Cummings is likely to be among the figures the commission will want to interview; Johnson could also be called, and officials could be ordered to hand over emails and messages. The commission can also issue fines of up to £20,000, with most offences under the Political Parties, Elections and Referendums Act 2000 resulting in a civil sanction.
Senior Labour figures are understood to be frustrated that the Electoral Commission inquiry seems to be into the Conservative party and not Johnson.
One told the Guardian: “Money being funnelled into the prime minister’s private life with no paper trail or declaration isn’t just a matter for CCHQ [Conservative Campaign Headquarters] – that should be a matter for its leader, Boris Johnson, too.”
If any rules are found to have been broken, the focus will inevitably fall on Johnson, as the renovations in Downing Street were undertaken at his behest.
Two other Whitehall inquiries have been launched to look at the scandal, adding to the pressure on the prime minister. On Wednesday, Christopher Geidt, the new adviser on ministerial standards, said he would begin his own investigation into the flat payments, alongside one already under way by the cabinet secretary, Simon Case.

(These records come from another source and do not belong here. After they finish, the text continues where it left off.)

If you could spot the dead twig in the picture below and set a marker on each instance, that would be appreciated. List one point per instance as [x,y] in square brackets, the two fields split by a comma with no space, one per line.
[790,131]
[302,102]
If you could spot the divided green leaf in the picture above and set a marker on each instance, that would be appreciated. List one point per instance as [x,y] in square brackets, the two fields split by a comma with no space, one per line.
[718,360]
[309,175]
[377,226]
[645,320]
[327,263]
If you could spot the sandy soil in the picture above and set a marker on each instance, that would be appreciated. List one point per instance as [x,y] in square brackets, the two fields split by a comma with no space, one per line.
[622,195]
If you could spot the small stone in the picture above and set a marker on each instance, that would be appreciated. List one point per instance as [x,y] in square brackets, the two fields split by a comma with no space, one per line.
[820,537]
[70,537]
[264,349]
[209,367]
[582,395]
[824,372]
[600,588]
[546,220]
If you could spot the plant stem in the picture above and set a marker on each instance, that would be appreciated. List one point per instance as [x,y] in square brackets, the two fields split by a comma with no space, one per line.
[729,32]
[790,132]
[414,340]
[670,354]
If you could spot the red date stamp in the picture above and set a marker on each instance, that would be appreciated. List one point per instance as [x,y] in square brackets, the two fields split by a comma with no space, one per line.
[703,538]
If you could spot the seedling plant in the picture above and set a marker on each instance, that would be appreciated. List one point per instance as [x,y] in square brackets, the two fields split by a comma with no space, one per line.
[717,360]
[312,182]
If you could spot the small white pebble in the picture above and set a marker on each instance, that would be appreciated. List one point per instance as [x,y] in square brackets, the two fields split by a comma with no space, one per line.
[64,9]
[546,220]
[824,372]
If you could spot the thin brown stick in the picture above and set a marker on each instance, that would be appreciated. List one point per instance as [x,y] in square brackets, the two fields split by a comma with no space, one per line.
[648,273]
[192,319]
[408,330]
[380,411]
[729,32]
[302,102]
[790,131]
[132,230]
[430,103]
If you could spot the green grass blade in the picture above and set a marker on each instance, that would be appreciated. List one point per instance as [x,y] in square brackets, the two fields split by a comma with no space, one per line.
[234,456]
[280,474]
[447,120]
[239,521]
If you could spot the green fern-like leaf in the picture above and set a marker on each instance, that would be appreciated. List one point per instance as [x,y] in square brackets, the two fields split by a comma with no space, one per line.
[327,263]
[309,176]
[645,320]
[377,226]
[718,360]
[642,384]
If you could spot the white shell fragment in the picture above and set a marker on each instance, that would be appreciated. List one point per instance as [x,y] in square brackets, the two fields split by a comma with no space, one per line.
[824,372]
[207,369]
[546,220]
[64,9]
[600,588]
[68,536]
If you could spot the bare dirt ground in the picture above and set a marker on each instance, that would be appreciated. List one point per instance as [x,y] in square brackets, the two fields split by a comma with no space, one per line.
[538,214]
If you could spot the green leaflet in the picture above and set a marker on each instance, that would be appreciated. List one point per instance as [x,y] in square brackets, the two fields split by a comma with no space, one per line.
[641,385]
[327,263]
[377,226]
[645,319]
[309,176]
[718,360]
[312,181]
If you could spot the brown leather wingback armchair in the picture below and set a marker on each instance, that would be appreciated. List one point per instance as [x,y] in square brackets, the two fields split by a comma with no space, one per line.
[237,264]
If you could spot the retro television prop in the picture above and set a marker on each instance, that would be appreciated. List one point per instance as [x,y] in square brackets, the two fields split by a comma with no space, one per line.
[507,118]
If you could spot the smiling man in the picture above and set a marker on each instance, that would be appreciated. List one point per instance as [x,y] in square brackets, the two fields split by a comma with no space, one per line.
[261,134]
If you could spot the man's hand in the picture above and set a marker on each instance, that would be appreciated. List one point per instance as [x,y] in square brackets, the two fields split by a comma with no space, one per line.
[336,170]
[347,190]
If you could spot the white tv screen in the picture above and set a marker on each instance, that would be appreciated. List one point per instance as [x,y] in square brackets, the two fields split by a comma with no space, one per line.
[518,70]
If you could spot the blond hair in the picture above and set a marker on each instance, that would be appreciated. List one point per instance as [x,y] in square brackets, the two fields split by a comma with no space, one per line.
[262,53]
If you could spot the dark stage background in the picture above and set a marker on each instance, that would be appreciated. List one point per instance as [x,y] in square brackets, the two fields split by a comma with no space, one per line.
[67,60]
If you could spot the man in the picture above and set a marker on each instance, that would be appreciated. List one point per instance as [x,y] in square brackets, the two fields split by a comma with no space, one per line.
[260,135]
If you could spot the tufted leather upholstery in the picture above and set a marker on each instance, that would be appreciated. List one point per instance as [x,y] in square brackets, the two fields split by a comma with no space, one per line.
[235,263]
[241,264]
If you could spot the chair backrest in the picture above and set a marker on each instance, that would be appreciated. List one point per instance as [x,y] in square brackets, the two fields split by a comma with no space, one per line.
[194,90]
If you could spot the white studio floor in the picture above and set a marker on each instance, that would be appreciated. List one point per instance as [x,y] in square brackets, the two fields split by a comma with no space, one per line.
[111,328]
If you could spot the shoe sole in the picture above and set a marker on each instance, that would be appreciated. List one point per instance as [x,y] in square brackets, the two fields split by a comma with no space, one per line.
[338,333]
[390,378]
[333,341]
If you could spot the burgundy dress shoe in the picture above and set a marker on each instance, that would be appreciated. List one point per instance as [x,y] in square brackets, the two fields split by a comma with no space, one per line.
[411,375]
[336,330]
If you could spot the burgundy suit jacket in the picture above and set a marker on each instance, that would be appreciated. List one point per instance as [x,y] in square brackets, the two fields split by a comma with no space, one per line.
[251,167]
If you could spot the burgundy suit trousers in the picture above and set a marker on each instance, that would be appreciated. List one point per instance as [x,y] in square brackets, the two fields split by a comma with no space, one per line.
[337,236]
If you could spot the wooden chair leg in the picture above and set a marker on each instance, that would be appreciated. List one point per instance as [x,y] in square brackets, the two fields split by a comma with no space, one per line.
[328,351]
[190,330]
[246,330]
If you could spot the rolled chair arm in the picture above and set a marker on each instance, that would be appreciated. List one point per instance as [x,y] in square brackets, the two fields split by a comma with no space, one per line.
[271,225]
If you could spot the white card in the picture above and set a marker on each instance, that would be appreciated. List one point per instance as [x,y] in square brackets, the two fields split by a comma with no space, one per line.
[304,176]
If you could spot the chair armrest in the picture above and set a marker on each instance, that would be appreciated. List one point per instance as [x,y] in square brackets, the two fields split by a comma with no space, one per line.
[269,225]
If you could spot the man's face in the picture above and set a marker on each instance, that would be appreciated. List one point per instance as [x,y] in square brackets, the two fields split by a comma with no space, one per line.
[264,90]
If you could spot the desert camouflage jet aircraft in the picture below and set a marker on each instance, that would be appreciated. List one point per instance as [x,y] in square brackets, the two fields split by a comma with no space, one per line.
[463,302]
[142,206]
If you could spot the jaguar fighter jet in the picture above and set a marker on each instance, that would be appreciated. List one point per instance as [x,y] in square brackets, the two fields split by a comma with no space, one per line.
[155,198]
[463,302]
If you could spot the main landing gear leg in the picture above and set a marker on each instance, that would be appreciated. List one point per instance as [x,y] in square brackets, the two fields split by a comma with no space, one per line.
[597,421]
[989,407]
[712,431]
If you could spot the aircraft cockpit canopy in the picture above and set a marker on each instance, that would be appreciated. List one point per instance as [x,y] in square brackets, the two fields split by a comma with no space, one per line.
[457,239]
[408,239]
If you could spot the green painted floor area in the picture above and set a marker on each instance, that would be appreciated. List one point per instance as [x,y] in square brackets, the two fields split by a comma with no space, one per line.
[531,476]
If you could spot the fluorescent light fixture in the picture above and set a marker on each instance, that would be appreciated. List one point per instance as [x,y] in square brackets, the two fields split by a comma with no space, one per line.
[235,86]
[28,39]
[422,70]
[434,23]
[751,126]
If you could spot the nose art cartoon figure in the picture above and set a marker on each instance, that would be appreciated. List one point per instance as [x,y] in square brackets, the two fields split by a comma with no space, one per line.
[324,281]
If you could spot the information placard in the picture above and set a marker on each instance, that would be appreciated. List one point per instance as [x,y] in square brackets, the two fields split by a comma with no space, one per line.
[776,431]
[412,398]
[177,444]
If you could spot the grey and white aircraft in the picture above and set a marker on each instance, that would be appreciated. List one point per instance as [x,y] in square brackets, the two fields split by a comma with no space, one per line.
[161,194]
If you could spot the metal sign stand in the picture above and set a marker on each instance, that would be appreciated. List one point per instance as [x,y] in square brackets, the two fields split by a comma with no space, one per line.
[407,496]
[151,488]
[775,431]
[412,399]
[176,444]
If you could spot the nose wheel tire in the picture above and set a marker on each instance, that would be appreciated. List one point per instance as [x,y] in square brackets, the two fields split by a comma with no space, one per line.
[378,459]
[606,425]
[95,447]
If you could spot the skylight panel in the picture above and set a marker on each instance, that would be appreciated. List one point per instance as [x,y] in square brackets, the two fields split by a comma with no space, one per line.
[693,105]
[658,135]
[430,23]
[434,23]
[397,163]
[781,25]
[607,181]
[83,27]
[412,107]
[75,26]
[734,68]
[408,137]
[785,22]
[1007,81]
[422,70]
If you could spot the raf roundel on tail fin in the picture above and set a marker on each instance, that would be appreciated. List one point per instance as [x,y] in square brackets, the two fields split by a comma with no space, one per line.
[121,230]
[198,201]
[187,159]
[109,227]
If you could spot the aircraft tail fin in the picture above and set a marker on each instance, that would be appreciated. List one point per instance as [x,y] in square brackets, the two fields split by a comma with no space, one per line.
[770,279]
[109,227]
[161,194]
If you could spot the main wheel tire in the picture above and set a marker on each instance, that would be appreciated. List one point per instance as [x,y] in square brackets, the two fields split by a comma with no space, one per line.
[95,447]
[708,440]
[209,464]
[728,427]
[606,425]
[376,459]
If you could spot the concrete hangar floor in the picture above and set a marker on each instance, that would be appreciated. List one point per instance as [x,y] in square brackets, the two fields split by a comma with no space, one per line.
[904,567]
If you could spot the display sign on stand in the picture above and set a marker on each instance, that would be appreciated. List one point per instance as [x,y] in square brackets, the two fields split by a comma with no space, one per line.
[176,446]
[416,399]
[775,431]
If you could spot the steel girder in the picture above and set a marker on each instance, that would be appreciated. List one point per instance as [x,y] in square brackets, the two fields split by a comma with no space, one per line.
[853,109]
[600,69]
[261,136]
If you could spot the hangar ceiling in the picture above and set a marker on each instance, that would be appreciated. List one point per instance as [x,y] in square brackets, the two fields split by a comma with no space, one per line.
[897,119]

But Downing Street admitted that Johnson will retain the power to quash both probes and exonerate himself and ministers.
The admission prompted grave concern from former top civil servants. The former head of the government legal service, Jonathan Jones, who quit over Johnson’s threat to break international law last year, said the public needed to have confidence the ministerial code was being respected, even if it has no legal status.
“The problem is, we can have no confidence that these standards are being enforced or that any action will be taken when they are breached,” he said. “Its enforcement depends purely on prime ministerial whim.”